陽あたりのいいパティオ2~いちごちゃんも人類最強!?~

赤木爽人(あかぎさわと)

第1章 新しい家族

はじめましていちごです


 これは東京郊外にある小さな町の物語。


 その町に住む神馬じんま家に、小学4年生のさくら、幼稚園年長組のもも、それに加え三女いちごが生まれて1ヶ月あまりがたった。

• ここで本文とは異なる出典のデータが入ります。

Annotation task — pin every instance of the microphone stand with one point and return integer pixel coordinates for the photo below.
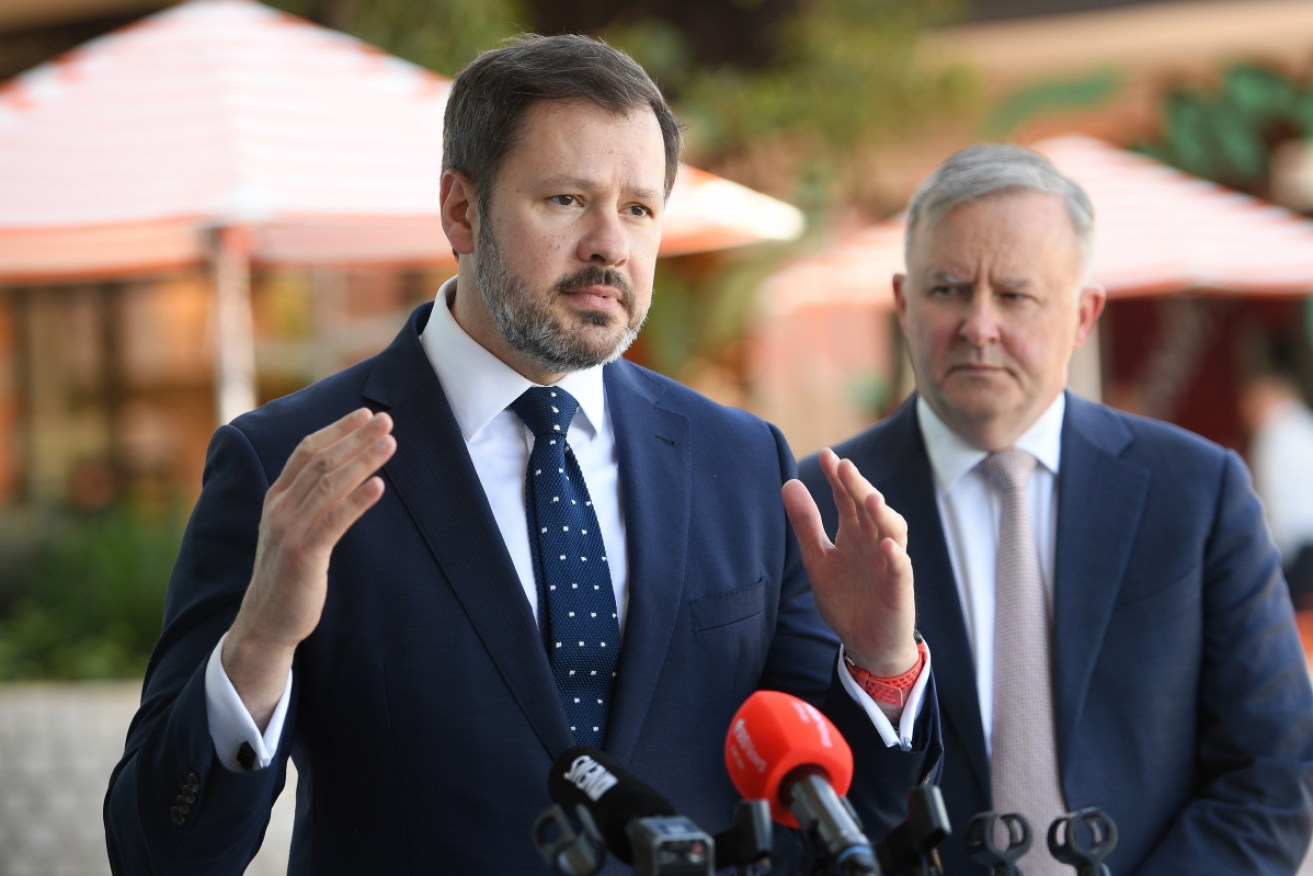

 まだまだ、いちごは、純粋無垢な小さな新生児だ──見た目はだが…


 この頃、神馬家の住む白い洋館から変な声が聞こえてくるようになった。


 町のオフィス街の中心に、四方がビルに囲まれた、サッカーのピッチほどの大きさの広場がある。その形状から中道商店街のパティオと町民に呼ばれている場所の一画に、白い洋館は建てられている。だから、近所には全く聞こえないのだが、その声が聞こえる度に、ももとさくらが大笑いしているのだ。


 朝、エプロンをつけて茂パパが台所で料理をしている。いちごが生まれてから、朝食作りは茂の担当になった。


 ジュジュジュー…フライパンの上で目玉焼きが焼かれている。


「おはよーパパ」

 走ってきて、後ろからむぎゅをするさくら。

「おっ、さくらおはよう、ももは? 」

「もーすぐくるよー」

「じゃあ食卓座って、もうすぐ目玉焼きできるから」

「うん! 」


 幼稚園児のさくらが子ども椅子によじ登り、食卓テーブルにつくと、シュパッ! 小学校四年生のももが隣の椅子に瞬間移動してきた。

 咄嗟に振り返る茂。


「あーまたやってる」

「えへへ、パパおはよう」

「ふう、おはよう。さあパン焼いて」

「はーい」

 ──と、その時。

「イタタ! 」

 リビングから声が聞こえてきた。

「よっ」

「はっ」

「とっ」

 リビングを見るももとさくら。

「きゃーまたやってるー、あはは! 」

 さくらが大笑い。

「すごい、すごーい、キャハ」

 ももがつられて笑う。

「とりゃ」

「いえい」

「はっ」

 声が聞こえる度ににこやかになる二人。

 変な声の主は母親のかえでである。


「もも、さくら、おはよう」


『ままーおはよう』


「今日もいちごちゃん元気すぎて…あたたた」


「まま集中! 集中! 」

 ももは笑いながらそういうと、食パンを二枚、食卓に置かれたオーブントースターにセットする。

「いちごちゃんさすがですね、かわいいですね」

 さくらはにっこにこ。

「うん、すごいわ」

 と、かえではいているいちごを見た。


 いちごの能力の成長は早い。


 かえでは、ゆったりとソファーに座っていちごを横抱っこして授乳を始める。

 しかし、おっぱいがお腹に入ってだんだんエネルギーが満ちてくると…そろりそろりと抱っこしているかえでの腕から抜け、乳首をくわえたままあっちへ浮いたり、こっちへ浮いたり全く予測不能の動きをはじめるのだ。

 まだ首も据わっていないのに…


 ──ぷかぷか、ぷかぷか、たのしそうに自由自在に宙を舞う。


 それに加えて、周りに置かれているオムツやら、がんがらやら、おしりふきやら、へたすると液晶テレビまで、みーんな一緒に浮かべてしまう。


 かえでは浮いてる物を避けたり、いちごがくわえたままの胸がちぎれないように、体制を変えながら、立ったり、座ったり、歩いたり、回ったり、もうたいへん。


「よっ」

「はっ」

「とっ」


 思わず声が出てしまうのだ。


 これはいちごが満足して眠るまで続くのだが、かえでは、妊娠中の運動不足で少々お肉がついた身体のダイエットには丁度いい? そう思って諦めている──これも、神馬家にお嫁にきた宿命かもしれない。だが三時間おきに繰り返されるので、授乳が終わると、すっかりいちごと一緒におねんねタイムに突入するのだ。


 ──とにかく、授乳中はいつも賑やかだ。


「おっぱいだいして動き回って…家族以外にはこんな姿みせられないわ、ふー」


 いちごが落ち着くまで、外での授乳はいろんな意味で危険だ。